Hospital staff found the woman unconscious early Monday after she had been attacked.
"Putting a woman security officer on on her own is an absolute joke," said a hospital staff member, who did not want to be identified.
She has been working at the hospital for more than 10 years and said that staff - particularly nurses - were being intimidated and abused every week.
She called the Chronicle after reading stories about the assault on the security guard, and said safety was a widespread issue in the hospital, mainly due to understaffing and a lack of control over visitors.
The Whanganui District Health Board website says visiting hours are 2pm to 8pm daily, but can be flexible for the Emergency Department, Children's Ward, Critical Care Unit or Acute Assessment Unit.
The woman said staff had "no control over visitors". It was common to have 10 to 20 family members visiting one patient and many of them became "volatile" towards staff.
"Recently, we've had nurses being intimidated because of race," she said, referring to a family making racial slurs against nurses of Indian, Fijian and Asian descent.
She said staff had been hit, had things thrown at them, and been grabbed roughly, leaving bruises.
"Some night staff had to lock themselves in the smoko room.

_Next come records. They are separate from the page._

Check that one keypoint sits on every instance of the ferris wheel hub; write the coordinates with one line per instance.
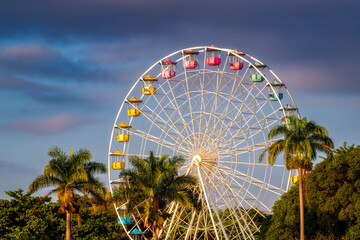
(206, 160)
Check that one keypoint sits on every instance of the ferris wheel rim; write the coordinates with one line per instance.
(180, 51)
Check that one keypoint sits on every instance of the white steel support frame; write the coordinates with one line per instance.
(218, 120)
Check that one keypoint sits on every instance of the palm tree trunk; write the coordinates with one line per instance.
(78, 218)
(302, 226)
(306, 188)
(68, 226)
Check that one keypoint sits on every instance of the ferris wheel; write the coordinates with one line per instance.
(214, 107)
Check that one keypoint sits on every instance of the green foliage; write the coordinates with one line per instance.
(334, 194)
(26, 217)
(154, 183)
(68, 174)
(102, 225)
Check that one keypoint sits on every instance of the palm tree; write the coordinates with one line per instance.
(301, 141)
(153, 184)
(69, 174)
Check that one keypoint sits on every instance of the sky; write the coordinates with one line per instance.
(66, 66)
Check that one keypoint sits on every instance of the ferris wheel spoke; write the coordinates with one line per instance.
(219, 194)
(252, 180)
(239, 114)
(169, 123)
(247, 195)
(245, 132)
(232, 95)
(226, 185)
(217, 116)
(173, 146)
(209, 207)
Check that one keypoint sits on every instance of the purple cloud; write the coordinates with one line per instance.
(7, 167)
(47, 126)
(48, 62)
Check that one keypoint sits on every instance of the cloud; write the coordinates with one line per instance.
(47, 126)
(49, 63)
(7, 167)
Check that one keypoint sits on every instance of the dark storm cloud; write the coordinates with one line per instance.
(47, 126)
(7, 167)
(318, 37)
(49, 62)
(41, 93)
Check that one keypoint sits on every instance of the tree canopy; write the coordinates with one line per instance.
(334, 194)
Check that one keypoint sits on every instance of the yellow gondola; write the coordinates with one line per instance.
(149, 82)
(122, 132)
(117, 160)
(133, 107)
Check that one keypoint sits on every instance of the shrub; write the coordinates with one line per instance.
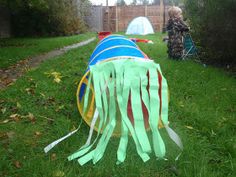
(213, 24)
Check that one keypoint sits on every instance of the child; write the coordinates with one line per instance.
(175, 27)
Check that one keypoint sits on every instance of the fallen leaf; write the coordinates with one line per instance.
(30, 91)
(56, 75)
(5, 121)
(17, 164)
(58, 173)
(37, 133)
(3, 110)
(10, 134)
(53, 156)
(42, 95)
(15, 117)
(189, 127)
(31, 118)
(60, 108)
(18, 105)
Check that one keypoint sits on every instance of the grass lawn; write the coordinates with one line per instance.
(14, 49)
(202, 112)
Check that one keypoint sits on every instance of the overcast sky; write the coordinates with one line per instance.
(110, 2)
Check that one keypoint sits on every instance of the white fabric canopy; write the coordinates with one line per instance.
(140, 26)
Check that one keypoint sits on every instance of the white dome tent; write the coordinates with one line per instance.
(140, 26)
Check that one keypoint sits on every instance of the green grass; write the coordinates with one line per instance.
(200, 97)
(14, 49)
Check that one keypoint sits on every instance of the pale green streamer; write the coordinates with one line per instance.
(119, 79)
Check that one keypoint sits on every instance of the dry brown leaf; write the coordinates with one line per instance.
(3, 110)
(15, 117)
(17, 164)
(189, 127)
(53, 156)
(37, 133)
(18, 105)
(31, 118)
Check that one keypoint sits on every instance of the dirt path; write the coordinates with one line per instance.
(11, 74)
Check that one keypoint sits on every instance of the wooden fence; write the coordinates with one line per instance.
(5, 30)
(117, 18)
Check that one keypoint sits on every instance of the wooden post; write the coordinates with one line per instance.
(161, 14)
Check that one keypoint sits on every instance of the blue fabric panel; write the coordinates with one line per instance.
(111, 36)
(116, 52)
(82, 90)
(112, 43)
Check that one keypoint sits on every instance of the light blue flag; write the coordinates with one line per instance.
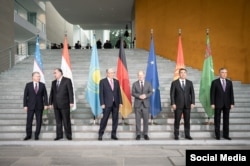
(92, 92)
(152, 77)
(38, 64)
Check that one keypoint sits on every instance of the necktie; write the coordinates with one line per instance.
(36, 87)
(141, 87)
(224, 85)
(57, 84)
(183, 85)
(111, 84)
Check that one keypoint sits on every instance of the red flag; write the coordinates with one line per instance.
(122, 76)
(179, 60)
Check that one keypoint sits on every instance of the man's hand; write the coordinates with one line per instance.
(25, 109)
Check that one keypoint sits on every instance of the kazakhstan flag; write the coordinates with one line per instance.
(92, 92)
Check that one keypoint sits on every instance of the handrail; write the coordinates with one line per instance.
(16, 44)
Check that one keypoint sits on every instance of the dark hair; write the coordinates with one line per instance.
(223, 68)
(35, 72)
(182, 69)
(60, 70)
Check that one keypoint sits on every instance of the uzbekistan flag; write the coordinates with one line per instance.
(122, 76)
(66, 66)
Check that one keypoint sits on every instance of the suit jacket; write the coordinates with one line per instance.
(33, 100)
(218, 97)
(182, 98)
(107, 95)
(63, 96)
(136, 92)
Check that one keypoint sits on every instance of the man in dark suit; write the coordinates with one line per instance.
(35, 100)
(182, 101)
(61, 96)
(141, 91)
(110, 100)
(222, 99)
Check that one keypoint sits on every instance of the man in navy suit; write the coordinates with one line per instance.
(35, 100)
(62, 99)
(222, 99)
(182, 101)
(110, 100)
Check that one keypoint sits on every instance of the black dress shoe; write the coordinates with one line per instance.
(189, 137)
(228, 138)
(146, 137)
(57, 138)
(26, 138)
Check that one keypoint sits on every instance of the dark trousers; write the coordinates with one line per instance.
(106, 112)
(30, 115)
(217, 119)
(63, 117)
(186, 116)
(141, 113)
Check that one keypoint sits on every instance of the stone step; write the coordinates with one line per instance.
(93, 128)
(125, 135)
(162, 121)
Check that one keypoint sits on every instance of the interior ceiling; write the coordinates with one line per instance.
(96, 14)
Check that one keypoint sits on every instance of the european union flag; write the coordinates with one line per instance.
(152, 77)
(92, 93)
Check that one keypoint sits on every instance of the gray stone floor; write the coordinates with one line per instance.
(106, 153)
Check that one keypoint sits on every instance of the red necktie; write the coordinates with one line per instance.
(111, 84)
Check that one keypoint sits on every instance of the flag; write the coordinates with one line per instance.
(122, 76)
(207, 77)
(66, 66)
(92, 92)
(38, 64)
(152, 77)
(179, 60)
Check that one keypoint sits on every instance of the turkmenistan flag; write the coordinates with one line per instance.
(207, 77)
(122, 76)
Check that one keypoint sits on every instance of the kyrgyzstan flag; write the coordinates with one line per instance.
(66, 66)
(122, 76)
(179, 60)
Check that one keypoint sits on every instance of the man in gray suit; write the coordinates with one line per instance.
(141, 91)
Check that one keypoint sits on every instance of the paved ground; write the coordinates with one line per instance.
(106, 153)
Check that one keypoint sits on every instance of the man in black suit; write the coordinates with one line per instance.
(110, 100)
(35, 100)
(61, 96)
(141, 91)
(222, 99)
(182, 101)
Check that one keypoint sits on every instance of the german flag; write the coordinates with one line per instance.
(122, 76)
(180, 58)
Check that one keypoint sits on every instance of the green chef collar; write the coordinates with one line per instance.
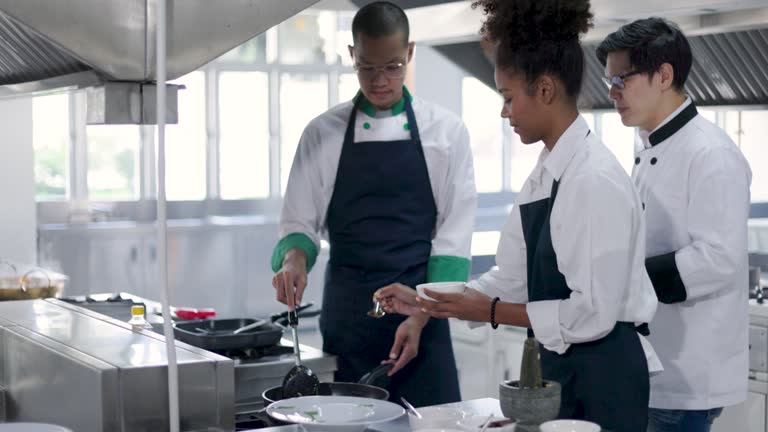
(370, 110)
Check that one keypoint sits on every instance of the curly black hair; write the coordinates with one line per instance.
(536, 37)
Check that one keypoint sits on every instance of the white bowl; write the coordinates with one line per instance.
(475, 424)
(436, 418)
(334, 413)
(441, 287)
(569, 426)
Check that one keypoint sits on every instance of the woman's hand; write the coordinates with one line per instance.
(406, 345)
(470, 305)
(398, 298)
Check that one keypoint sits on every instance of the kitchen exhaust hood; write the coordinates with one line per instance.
(729, 40)
(108, 47)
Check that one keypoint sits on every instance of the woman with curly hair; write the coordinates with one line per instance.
(570, 261)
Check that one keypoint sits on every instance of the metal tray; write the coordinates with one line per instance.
(216, 334)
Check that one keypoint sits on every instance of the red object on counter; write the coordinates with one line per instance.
(192, 313)
(206, 313)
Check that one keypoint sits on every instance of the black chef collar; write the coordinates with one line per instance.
(674, 125)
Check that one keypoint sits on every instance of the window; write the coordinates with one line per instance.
(480, 111)
(308, 38)
(754, 130)
(113, 152)
(244, 135)
(619, 139)
(186, 143)
(50, 140)
(344, 37)
(302, 98)
(253, 51)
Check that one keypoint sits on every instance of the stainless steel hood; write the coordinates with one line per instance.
(729, 42)
(64, 45)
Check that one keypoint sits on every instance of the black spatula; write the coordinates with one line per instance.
(300, 380)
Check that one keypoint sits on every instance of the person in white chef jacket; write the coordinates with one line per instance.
(388, 179)
(694, 184)
(570, 260)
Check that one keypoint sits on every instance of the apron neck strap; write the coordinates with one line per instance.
(349, 134)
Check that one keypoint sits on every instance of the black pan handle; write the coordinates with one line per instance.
(284, 315)
(378, 376)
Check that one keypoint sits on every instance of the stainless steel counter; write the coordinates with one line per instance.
(478, 406)
(66, 365)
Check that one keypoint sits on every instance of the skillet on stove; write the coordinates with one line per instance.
(372, 385)
(218, 334)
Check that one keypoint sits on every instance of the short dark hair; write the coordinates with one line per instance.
(380, 19)
(650, 43)
(536, 37)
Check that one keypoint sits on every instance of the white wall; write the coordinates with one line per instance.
(18, 221)
(438, 79)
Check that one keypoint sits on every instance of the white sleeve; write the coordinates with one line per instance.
(718, 209)
(456, 210)
(592, 223)
(302, 194)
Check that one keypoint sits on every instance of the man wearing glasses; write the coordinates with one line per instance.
(387, 179)
(694, 184)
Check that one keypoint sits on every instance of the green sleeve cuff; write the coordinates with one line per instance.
(294, 240)
(445, 268)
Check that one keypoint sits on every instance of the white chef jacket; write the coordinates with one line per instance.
(597, 234)
(447, 152)
(695, 188)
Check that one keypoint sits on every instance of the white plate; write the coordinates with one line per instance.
(334, 413)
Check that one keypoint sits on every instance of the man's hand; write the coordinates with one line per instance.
(398, 298)
(406, 345)
(291, 281)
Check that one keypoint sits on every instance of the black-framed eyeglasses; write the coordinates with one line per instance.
(619, 80)
(394, 70)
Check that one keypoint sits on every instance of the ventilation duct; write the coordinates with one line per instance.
(108, 47)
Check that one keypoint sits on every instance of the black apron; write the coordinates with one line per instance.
(380, 222)
(603, 381)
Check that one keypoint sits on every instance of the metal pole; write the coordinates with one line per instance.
(162, 226)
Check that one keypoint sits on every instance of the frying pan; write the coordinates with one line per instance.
(367, 387)
(218, 334)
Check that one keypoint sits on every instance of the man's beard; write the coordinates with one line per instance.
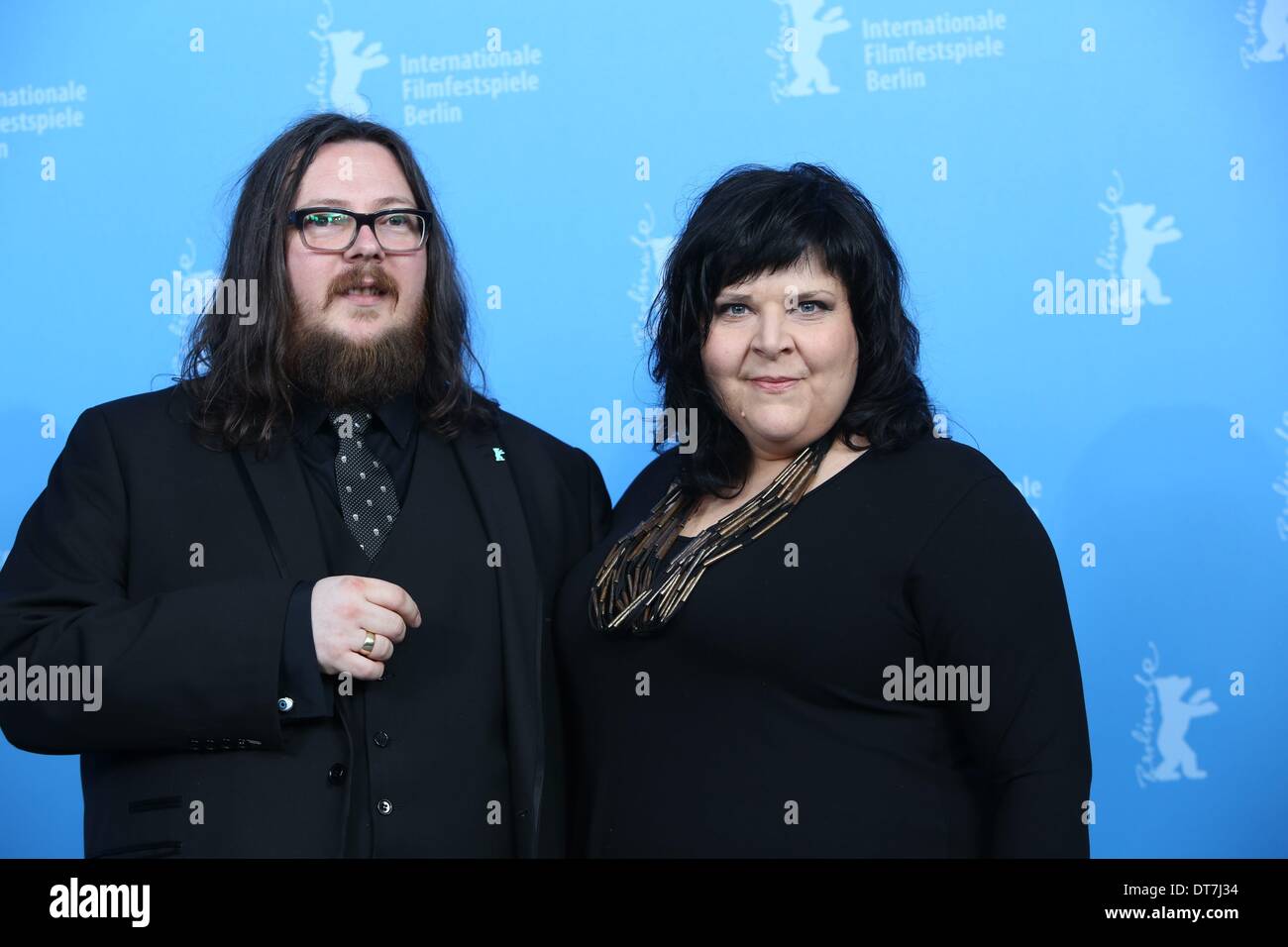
(339, 372)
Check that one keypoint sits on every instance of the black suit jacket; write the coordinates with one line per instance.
(102, 573)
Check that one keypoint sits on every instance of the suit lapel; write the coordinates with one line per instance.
(488, 472)
(284, 510)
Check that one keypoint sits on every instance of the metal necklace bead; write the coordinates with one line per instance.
(632, 591)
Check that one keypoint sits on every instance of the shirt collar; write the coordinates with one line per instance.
(398, 415)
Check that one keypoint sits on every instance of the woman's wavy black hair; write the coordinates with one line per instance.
(236, 372)
(759, 219)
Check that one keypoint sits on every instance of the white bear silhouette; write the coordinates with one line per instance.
(1140, 243)
(349, 67)
(1274, 27)
(1176, 715)
(809, 68)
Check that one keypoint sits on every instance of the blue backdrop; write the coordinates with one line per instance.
(1020, 155)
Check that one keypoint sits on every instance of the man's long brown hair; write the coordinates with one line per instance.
(236, 375)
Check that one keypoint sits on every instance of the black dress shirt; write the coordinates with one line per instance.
(391, 437)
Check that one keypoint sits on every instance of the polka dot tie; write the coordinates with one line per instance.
(368, 497)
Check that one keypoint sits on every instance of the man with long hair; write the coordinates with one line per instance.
(243, 554)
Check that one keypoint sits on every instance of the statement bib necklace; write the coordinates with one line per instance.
(632, 591)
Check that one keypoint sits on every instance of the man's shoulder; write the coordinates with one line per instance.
(526, 437)
(166, 403)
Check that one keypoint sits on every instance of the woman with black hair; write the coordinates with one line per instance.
(824, 630)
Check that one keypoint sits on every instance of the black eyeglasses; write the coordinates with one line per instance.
(334, 230)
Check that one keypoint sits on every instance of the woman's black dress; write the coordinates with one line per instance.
(756, 723)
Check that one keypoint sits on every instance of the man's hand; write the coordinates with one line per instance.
(344, 608)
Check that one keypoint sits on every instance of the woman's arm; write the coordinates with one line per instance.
(987, 592)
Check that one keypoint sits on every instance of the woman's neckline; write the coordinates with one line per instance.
(809, 492)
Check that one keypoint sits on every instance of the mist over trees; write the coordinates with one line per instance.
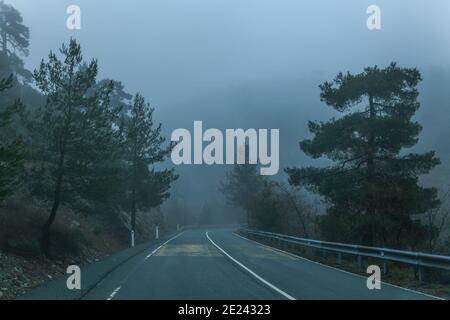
(73, 140)
(373, 189)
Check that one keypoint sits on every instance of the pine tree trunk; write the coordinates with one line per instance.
(368, 238)
(45, 237)
(4, 44)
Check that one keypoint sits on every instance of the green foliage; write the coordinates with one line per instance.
(373, 189)
(268, 212)
(241, 186)
(143, 147)
(14, 38)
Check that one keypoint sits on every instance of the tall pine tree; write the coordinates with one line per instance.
(373, 189)
(14, 41)
(74, 133)
(143, 147)
(11, 146)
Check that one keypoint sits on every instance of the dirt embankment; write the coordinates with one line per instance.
(75, 240)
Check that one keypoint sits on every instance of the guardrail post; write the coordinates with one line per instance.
(360, 262)
(385, 268)
(419, 272)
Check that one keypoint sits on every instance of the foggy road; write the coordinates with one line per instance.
(218, 264)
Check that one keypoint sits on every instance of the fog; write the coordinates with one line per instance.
(252, 63)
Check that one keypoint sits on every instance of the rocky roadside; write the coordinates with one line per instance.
(19, 275)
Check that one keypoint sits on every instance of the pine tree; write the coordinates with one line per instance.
(242, 186)
(11, 147)
(143, 148)
(74, 132)
(373, 189)
(14, 35)
(14, 41)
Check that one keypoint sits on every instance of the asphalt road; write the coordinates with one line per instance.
(218, 264)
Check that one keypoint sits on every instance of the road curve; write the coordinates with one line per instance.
(220, 265)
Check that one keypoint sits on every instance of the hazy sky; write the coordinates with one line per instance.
(187, 47)
(248, 63)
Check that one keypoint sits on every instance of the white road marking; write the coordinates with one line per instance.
(111, 296)
(250, 271)
(330, 267)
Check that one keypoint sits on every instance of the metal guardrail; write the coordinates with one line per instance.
(418, 259)
(211, 226)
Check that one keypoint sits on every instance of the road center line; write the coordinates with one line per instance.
(111, 296)
(250, 271)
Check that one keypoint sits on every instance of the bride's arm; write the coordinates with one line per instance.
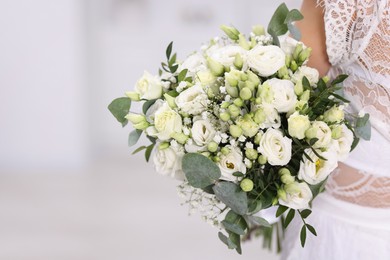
(313, 35)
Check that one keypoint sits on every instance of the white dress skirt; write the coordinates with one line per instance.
(344, 231)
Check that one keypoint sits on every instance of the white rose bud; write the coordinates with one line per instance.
(297, 196)
(168, 162)
(321, 131)
(149, 87)
(266, 60)
(276, 147)
(231, 163)
(318, 170)
(297, 125)
(193, 100)
(334, 114)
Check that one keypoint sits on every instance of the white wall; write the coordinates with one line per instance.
(42, 84)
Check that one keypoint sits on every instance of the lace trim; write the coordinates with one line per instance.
(360, 188)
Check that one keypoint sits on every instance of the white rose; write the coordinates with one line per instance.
(149, 87)
(168, 162)
(297, 125)
(231, 163)
(322, 132)
(266, 60)
(288, 45)
(282, 94)
(275, 147)
(226, 54)
(318, 170)
(310, 73)
(166, 122)
(193, 63)
(298, 196)
(193, 100)
(202, 134)
(152, 110)
(344, 143)
(272, 117)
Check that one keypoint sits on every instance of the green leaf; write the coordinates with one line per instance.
(233, 227)
(226, 241)
(303, 236)
(305, 213)
(232, 195)
(236, 240)
(148, 152)
(289, 218)
(281, 210)
(293, 15)
(277, 25)
(134, 137)
(139, 149)
(119, 108)
(182, 75)
(147, 105)
(169, 50)
(199, 170)
(295, 33)
(259, 221)
(339, 79)
(311, 229)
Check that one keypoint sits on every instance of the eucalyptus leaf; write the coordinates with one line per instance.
(119, 108)
(303, 236)
(147, 105)
(199, 170)
(281, 210)
(277, 23)
(311, 229)
(232, 195)
(226, 241)
(134, 137)
(259, 221)
(289, 218)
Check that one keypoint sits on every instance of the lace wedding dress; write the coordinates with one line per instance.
(352, 217)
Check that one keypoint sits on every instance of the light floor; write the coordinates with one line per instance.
(117, 209)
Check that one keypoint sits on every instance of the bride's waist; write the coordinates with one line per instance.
(359, 187)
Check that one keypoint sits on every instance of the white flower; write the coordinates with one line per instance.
(288, 45)
(272, 117)
(193, 100)
(281, 94)
(322, 132)
(318, 170)
(149, 87)
(266, 60)
(298, 196)
(275, 147)
(168, 162)
(152, 110)
(297, 125)
(166, 122)
(226, 54)
(231, 163)
(202, 134)
(310, 73)
(344, 143)
(194, 63)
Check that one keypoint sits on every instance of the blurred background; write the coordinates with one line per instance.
(69, 187)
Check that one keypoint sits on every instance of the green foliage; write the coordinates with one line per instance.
(232, 195)
(199, 170)
(119, 108)
(134, 137)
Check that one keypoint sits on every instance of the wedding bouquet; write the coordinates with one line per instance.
(245, 125)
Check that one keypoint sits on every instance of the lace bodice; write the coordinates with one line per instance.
(358, 44)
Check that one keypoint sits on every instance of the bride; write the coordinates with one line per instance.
(352, 217)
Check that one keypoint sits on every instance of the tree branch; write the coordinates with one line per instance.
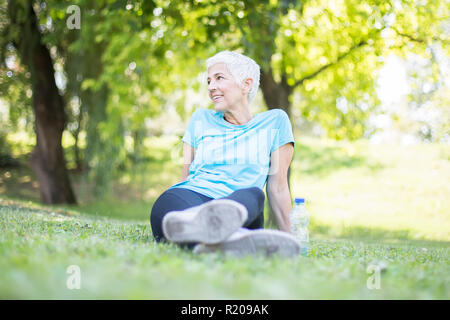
(324, 67)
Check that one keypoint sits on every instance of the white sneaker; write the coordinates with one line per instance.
(211, 222)
(252, 242)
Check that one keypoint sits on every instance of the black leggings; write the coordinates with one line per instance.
(177, 199)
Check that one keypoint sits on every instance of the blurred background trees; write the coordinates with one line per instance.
(136, 69)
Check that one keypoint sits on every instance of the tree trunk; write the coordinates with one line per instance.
(47, 159)
(276, 95)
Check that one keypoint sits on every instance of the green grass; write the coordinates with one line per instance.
(369, 204)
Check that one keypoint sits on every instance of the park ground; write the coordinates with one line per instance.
(380, 229)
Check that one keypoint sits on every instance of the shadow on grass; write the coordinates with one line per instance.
(372, 234)
(322, 160)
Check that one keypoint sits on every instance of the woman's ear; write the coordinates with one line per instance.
(247, 85)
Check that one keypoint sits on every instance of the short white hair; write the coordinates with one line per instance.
(241, 67)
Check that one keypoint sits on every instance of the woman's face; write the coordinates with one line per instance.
(223, 90)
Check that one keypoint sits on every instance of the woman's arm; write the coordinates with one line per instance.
(277, 185)
(188, 157)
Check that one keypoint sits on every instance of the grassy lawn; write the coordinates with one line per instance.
(370, 205)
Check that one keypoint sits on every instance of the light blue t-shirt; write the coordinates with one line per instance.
(231, 157)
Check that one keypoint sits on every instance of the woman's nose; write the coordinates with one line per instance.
(211, 86)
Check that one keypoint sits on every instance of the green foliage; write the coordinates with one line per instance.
(133, 60)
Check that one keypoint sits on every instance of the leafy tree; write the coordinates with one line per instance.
(47, 159)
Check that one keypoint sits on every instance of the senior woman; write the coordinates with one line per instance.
(229, 156)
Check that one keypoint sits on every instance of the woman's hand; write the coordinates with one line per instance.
(188, 157)
(277, 185)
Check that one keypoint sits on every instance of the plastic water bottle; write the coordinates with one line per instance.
(299, 219)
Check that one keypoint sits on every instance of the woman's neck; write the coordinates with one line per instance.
(238, 117)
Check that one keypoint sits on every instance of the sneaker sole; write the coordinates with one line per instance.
(215, 221)
(265, 242)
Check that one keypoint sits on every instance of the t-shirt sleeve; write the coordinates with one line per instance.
(189, 135)
(283, 132)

There's a big hole in one of the doors where a patient attacked the door.
"A lot of them come in and they're already hyped up on God knows what."
She said some patients discharged themselves because they felt unsafe in the wards, and she had received serious threats and often felt unsafe.
People had raised their fists at her, pointed fingers in her face and stood close to intimidate her.
The woman said there was no use complaining. There was a report to fill out if staff had complaints, but she had never seen anything come from it.
More regulation on visiting hours would help with the safety, as well as more staff.
"We're so understaffed, it's unbelievable," she said. "Nurses can have up to seven patients [and] you're dealing with six volatile families."
Nurses did what they could to provide good service but had to be mindful there was "no support from management".